As a first-time homebuyer, you can come completely overwhelmed at the choices you have. Do you want a single-family home or condo? Do you want to live in the city, suburbs, or a rural area? Do you want a home that’s ready to move into or one that needs some fixing up?
These are just a few of the questions you’ll ask yourself. But, the one you want to focus on first is whether you should focus on move-in ready homes or if a fixer-upper is a good idea for your first home.
Before you choose the fixer-upper, you need to ask yourself some questions.
Do You Have the Money?
We know, fixer-upper homes are usually much cheaper than move-in ready homes, but there’s more than meets the eye when you buy a home. Your spending doesn’t end when you close on the loan. You then have to work on the home itself to make it livable, especially if you certified with the mortgage company that you would occupy the home soon.
If you choose the fixer-upper, you need to know how much money you’ll need to fix it up. If you focus solely on the purchase price, you could find yourself facing an unpleasant surprise. Unless you know a close estimate of how much it will cost to fix up the home, you shouldn’t commit to buying it. Once you get that estimate, you should increase by at least 20% for contingency funds. You never know what you or the contractors will find once they start the work.
Stop and think about how much money you’ll have left after making the down payment. If you are using FHA 203K financing, which most borrowers need when buying a fixer-upper, you’ll need at least 3.5% down on the home, plus the cost of the closing costs and mortgage insurance. If the seller isn’t helping you with closing costs, you should expect to need between 5% -6% of the loan amount in closing costs.
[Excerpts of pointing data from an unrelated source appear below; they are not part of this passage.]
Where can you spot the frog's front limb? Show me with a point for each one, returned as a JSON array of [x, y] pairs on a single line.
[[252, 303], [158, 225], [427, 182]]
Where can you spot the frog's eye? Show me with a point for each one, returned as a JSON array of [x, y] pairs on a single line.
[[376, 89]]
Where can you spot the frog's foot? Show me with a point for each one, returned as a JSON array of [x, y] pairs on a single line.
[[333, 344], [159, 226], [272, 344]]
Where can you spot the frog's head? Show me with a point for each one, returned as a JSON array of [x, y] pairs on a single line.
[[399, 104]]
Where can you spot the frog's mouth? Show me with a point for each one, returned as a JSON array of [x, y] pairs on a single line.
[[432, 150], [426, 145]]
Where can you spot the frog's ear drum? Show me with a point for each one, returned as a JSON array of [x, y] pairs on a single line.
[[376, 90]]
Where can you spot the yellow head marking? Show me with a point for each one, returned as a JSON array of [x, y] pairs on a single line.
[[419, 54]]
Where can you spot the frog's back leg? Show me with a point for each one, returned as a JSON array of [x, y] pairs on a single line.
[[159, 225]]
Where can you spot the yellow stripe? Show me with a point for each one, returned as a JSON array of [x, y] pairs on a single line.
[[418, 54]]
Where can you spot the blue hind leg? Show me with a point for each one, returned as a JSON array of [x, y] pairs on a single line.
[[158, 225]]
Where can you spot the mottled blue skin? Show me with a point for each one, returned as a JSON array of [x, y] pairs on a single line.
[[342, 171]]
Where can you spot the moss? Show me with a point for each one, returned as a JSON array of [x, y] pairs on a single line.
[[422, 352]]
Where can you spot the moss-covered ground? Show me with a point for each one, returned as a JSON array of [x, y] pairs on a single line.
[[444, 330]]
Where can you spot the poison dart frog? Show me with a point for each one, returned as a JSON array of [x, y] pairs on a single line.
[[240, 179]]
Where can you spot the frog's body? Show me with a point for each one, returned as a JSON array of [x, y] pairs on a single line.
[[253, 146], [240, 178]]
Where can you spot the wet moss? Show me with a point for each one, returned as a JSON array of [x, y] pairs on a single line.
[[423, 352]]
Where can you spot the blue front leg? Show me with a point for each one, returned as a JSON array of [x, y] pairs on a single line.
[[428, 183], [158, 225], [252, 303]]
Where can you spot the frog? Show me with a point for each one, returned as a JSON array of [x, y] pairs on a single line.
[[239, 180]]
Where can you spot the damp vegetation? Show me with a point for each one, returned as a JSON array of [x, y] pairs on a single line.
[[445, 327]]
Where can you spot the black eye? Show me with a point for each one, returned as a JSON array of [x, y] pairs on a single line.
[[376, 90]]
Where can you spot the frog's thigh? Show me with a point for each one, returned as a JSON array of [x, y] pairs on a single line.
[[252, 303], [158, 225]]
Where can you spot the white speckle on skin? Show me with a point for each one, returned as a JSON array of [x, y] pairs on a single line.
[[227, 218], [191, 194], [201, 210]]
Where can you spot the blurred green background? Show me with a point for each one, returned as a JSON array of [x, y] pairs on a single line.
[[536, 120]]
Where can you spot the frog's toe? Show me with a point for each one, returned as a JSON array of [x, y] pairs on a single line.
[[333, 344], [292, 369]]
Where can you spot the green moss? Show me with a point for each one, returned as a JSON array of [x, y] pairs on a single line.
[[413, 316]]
How Bad is the Home’s Condition?
Next, consider just how much work is necessary for the home to be livable. Are the issues structural or cosmetic? If they are structural, you’ll need extensive financing and you’ll have to use a full FHA 203K, which means stricter requirements and the required use of an FHA 203K consultant. You may also need somewhere else to live while the work is completed. Structural changes are usually expensive and will require more financing.
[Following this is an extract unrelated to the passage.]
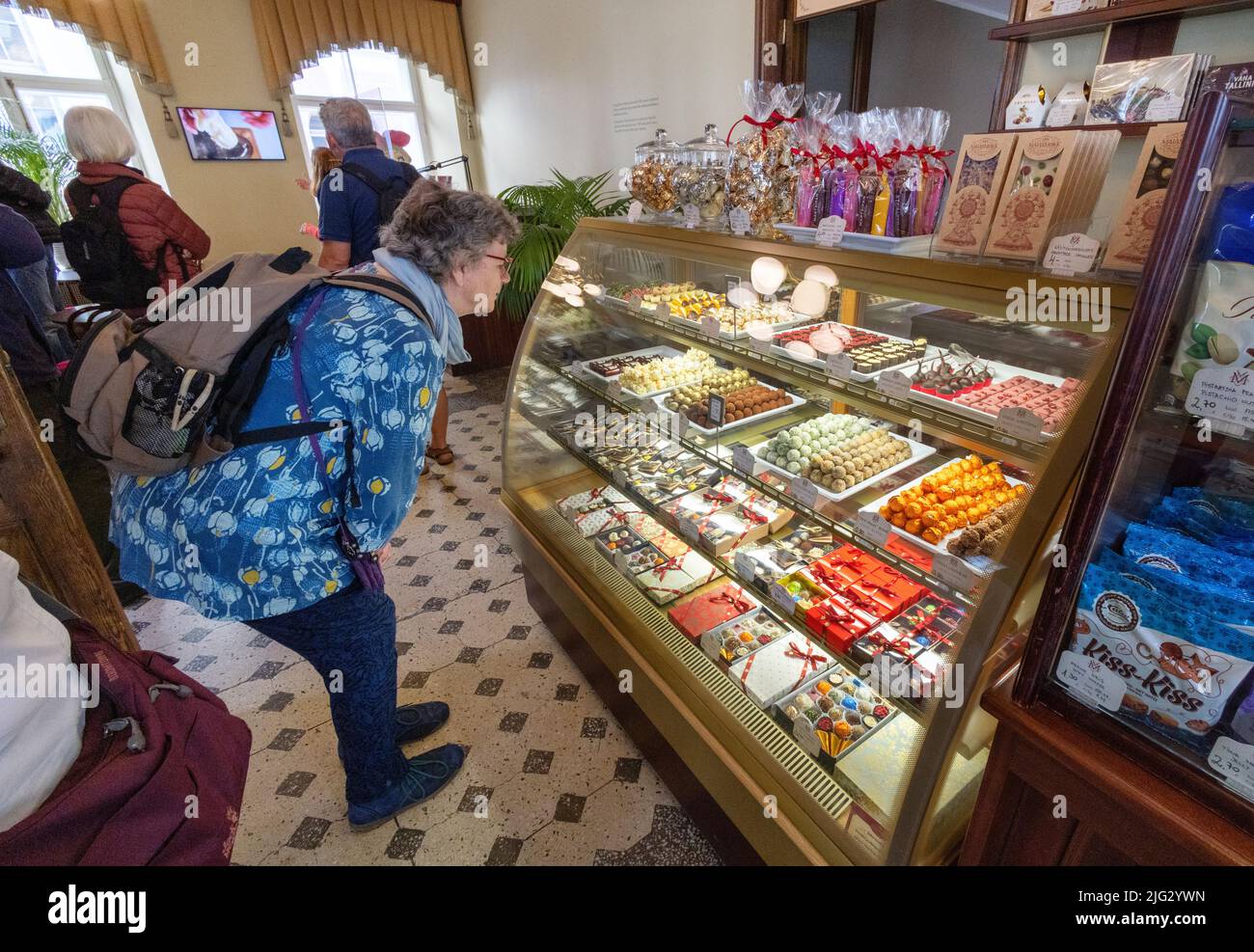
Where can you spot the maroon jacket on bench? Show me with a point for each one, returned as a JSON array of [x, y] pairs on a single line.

If the issues are more cosmetic, or not structural, they may be less expensive and easier to get done. You may even be able to live in the home while you fix it up. If the home passes the FHA appraisal or another appropriate appraisal, you can live in the home and fix it at the same time. You’ll still have to abide by the same deadlines, but at least you’ll have a place to live.
Do You Have Contractors?
The FHA usually requires borrowers to hire professional contractors to do the work on the home. If you think are able to do-it-yourself, you’ll need to prove that you have the skills and the time. The FHA only allows you six months to get the work done. If you can’t prove that you have the time to complete the work in that time, you’ll have to hire someone.
If you have to hire out, it will obviously cost you more money. You’ll also have to find contractors that are licensed and insured. Lastly, they must have the time to complete the project within the next six months.
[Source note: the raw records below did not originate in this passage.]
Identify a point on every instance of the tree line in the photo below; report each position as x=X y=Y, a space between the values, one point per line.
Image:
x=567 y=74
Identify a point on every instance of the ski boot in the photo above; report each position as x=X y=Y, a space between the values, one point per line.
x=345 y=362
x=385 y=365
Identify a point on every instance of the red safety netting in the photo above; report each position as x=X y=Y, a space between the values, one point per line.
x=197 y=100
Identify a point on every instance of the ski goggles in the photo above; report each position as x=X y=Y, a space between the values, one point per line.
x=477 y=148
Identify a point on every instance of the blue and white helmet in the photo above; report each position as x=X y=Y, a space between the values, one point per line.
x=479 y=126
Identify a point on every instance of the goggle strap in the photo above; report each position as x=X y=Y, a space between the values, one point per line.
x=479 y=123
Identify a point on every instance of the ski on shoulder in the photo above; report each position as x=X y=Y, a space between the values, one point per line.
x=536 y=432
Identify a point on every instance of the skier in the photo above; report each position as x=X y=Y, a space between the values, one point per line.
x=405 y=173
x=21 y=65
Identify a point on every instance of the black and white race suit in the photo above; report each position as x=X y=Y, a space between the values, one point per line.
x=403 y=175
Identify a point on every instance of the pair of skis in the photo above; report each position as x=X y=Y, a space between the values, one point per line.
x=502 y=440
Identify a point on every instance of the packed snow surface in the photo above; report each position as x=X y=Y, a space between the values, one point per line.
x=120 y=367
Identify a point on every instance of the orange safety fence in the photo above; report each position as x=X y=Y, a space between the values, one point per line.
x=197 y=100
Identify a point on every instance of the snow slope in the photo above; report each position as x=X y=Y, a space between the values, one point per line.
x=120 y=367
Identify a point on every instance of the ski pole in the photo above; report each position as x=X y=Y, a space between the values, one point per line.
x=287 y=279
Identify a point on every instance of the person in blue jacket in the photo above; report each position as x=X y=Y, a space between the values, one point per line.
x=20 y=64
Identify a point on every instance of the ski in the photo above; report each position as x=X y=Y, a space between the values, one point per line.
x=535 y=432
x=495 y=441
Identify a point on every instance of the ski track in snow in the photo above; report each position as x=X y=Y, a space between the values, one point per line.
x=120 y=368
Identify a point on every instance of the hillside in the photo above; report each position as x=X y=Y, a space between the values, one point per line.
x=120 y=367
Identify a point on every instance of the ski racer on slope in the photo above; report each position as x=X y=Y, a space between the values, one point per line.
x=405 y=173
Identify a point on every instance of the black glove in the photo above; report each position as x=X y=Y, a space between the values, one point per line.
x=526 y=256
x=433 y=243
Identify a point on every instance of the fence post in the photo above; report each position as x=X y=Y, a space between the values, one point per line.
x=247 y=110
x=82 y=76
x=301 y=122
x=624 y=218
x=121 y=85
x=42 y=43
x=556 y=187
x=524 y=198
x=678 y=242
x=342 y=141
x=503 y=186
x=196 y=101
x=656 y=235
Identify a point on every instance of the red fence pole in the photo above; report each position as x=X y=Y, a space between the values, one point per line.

If this all sounds like a headache, it can be! If you hire a 203K loan consultant, he/she can help you through the process, but they are yet another expense for you. Typically, you’ll pay a few thousand dollars for this type of consultant.
Will the Improvements Make the Home Worth More?
Finally, you need to consider how the improvements will affect the home’s value. Will it increase? You won’t know until you talk to an appraiser. Once the appraiser conducts the appraisal on the property as-is, he can take into consideration the improvements you will make to the home to give you an ‘ after-repair value.’ If this value isn’t high enough, you may not be able to get financing for the improvements. Typically, you can borrow up to 110% of the new and improved value of the home.
So should you buy a fixer-upper if you are a first-time homebuyer? It depends on your situation and the condition of the home. No matter who you are, make sure to give the decision careful thought. Really think about what goes into it and see if you have the money and the patience to withstand it all.